An Overview of Reopening UHS Cross Country Meets


Michael Chen, Staff Writer 

To combine all three sports seasons for the 2020-2021 school year, the California Interscholastic Federation-Southern Section (CIF-SS) decided to condense the Fall, Winter, and Spring activities into two sports seasons. This meant that for sports like Cross Country, which coaches Eric Davies and Courtney Mosey led, the contests would begin as early as January 25 and end on March 27 with restrictive guidelines. 
Additionally, CIF greenlighted cross country competitions to occur as long as schools comply with IUSD’s COVID-19 modifications, which outlined changes to group size, exercise routines, and face mask etiquette during every meeting. The first meet for our UHS team under CIF regulations would occur on Saturday, February 6. Unfortunately for the runners, there is also another caveat:
“Because of this change [in meet-up dates from January 1st to January 25th], we have started holding practices five days a week as opposed to two days a week,” said Davies and Mosey in a joint letter to the team. “When athletes are running only two days a week, it is simply not enough to prepare for a three-mile cross country race.”
Without consistent practices, running only twice a week would increase the chance of injury and leave the UHS runners inadequately trained for future competitions. These new exercise schedules promote measures that will help alleviate this issue of meeting up to competition standards. However, since the schedule also increases exposure opportunities, runners would be allowed to voice their concerns about the change in practices by contacting their respective coaches online. 
“I just hope our meet-up follows the COVID-19 guidelines and lives up to the feeling of a real season,” senior Varsity Cross Country runner John Melcher said. “I thought our team was going to be deprived of this season so obviously, I am pleased about that but at the same time, the team is still restricted in many ways.”
Following Melcher’s sentiments about restrictions, CIF has specifically mandated that groups of at most 10 runners must be maintained per “pod”. The runners will be advised to remain six feet apart, run in single file lines, and avoid grouping at the start and finish lines to help bolster contact tracing efforts. For intense aerobic exercises or strenuous cardiovascular activities, athletes may also be allowed to loop (cut and modify) masks for breathability and maintain at least 10 feet of physical distance between themselves.
While these guidelines are meant to preserve physical safety within cross country competitions, it also means that not all runners will be able to participate. For the Saturday meet against Beckman High School, only one of these pods is allowed to race from both schools’ divisions. Because of the short notice of the meets as well, some members of the cross country team have expressed other worries about returning to the run:
“All of us on the team were expecting our season to be canceled so a lot of us got out of shape during the off-season grace period,” Melcher said. “Our team needs to get back into it as soon as our season progresses, even if that means exercising more frequently and adhering to safety rules.”

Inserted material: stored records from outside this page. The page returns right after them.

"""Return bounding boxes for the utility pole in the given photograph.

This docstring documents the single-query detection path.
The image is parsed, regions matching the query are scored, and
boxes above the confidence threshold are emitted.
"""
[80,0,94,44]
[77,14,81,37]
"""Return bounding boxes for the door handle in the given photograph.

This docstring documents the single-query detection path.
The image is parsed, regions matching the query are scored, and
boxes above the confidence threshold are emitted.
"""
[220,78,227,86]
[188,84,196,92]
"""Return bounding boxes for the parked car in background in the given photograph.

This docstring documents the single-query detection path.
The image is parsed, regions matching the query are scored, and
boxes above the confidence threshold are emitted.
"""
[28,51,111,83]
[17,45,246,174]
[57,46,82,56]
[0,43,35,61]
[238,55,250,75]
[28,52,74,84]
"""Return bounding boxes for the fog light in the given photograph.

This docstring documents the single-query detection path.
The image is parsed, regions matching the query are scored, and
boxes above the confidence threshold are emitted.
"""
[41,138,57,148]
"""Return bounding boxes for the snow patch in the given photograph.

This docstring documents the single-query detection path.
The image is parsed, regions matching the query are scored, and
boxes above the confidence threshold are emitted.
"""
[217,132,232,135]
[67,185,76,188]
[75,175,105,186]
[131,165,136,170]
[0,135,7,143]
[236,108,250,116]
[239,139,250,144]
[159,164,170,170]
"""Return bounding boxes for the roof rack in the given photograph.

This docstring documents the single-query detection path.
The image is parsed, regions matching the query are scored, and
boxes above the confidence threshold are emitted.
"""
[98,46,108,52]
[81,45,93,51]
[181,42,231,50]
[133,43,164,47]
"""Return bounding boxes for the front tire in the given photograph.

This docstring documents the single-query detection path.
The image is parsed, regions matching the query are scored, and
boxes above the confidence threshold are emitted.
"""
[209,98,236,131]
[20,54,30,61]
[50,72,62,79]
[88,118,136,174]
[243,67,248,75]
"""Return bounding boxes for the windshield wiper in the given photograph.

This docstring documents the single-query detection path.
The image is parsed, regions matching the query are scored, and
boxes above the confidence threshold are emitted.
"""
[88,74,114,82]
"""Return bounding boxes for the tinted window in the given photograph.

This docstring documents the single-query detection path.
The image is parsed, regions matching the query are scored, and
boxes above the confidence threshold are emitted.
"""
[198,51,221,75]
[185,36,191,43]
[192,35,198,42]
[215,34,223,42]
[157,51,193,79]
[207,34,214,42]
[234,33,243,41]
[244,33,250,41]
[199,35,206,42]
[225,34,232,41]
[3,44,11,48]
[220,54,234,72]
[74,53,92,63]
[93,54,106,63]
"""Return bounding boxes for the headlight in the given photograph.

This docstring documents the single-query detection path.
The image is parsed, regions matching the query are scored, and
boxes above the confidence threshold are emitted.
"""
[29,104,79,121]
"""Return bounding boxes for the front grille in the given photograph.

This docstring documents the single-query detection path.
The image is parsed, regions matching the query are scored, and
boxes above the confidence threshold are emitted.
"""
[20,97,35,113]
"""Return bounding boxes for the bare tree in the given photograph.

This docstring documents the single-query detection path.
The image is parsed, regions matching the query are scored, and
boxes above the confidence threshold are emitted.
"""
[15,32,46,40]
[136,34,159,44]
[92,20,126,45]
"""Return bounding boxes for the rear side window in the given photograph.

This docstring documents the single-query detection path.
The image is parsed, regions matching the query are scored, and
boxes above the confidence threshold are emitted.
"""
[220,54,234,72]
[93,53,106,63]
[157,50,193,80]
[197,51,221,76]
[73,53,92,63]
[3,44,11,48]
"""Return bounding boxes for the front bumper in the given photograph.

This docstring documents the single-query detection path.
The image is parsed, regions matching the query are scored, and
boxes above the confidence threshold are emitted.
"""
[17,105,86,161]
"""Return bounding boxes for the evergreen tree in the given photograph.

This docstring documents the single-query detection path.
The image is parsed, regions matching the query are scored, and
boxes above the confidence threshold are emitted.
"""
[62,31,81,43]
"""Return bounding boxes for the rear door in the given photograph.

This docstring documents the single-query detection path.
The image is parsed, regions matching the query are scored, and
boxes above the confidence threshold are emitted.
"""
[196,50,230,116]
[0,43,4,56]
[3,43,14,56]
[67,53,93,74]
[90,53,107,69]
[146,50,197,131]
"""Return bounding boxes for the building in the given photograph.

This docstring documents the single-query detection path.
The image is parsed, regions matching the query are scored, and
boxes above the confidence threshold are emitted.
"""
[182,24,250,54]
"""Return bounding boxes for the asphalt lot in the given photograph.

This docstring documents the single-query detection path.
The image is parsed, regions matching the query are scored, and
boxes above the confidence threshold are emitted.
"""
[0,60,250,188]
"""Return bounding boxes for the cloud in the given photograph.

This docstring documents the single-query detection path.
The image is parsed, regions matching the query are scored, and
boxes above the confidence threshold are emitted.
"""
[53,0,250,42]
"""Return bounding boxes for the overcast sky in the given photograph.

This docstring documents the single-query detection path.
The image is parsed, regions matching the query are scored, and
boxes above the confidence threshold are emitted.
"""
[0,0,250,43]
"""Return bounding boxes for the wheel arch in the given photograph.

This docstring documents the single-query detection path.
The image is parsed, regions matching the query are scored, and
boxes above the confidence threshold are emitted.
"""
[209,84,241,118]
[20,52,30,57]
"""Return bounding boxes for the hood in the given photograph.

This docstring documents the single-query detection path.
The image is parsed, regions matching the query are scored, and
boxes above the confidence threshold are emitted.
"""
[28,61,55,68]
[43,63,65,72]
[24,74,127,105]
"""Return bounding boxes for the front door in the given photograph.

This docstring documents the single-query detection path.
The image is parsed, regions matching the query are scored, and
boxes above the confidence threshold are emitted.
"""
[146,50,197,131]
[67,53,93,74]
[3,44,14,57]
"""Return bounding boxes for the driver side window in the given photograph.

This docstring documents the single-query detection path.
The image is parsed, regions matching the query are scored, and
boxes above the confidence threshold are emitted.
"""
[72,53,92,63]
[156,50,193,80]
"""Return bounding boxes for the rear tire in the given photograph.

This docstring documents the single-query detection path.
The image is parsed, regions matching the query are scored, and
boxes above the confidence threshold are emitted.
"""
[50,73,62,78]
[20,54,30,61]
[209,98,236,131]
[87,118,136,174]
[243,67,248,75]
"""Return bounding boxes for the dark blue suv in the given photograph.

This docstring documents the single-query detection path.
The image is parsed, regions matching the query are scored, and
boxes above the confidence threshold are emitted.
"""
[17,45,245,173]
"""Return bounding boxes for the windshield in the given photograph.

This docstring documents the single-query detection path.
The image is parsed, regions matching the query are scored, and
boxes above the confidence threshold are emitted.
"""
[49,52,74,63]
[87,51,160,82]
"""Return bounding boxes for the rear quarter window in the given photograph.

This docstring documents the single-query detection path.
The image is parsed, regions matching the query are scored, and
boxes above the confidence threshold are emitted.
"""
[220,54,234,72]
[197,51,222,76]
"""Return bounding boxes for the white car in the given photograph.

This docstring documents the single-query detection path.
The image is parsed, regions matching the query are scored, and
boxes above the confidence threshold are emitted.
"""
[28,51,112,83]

For one previous runner who did not rejoin his cross country team this year, his story poses another considerable insight regarding personal safety and inter-school difficulties. It reflects the mindset of some formerly involved athletes who felt that their presence on the field would disturb their own well-being and learning abilities because of the current unprecedented circumstances.
“Initially, I joined the sport last year before COVID-19 was prevalent and dropped it in the second semester when the teachers switched to an online format,” senior and former UHS Junior Varsity Cross Country runner Chami Sagara said. “What ultimately ended up making me drop was my concerns because COVID-19 cases were rising, and making it to practice every day would be difficult as I am in Irvine Virtual Academy (IVA).”
Regarding these difficulties, no singular cause determined whether or not runners have dropped the sport. Rather, it was the combination of factors involving viral protection, academic stresses, as well as personal reasons that have led athletes like Sagara to stay aside from the sport. Even with the decline in Cross Country participation because of the aforementioned factors, this Fall Season can only improve for the Trojan runners. They begin their journey to take the lead in future competitions.      
“I do not know any people who dropped the sport purely because of the pandemic or for IVA reasons, but I remain confident that we would return once things start settling down,” Sagara said. “Going forward, I just hope that the team can stay safe and win for our school.”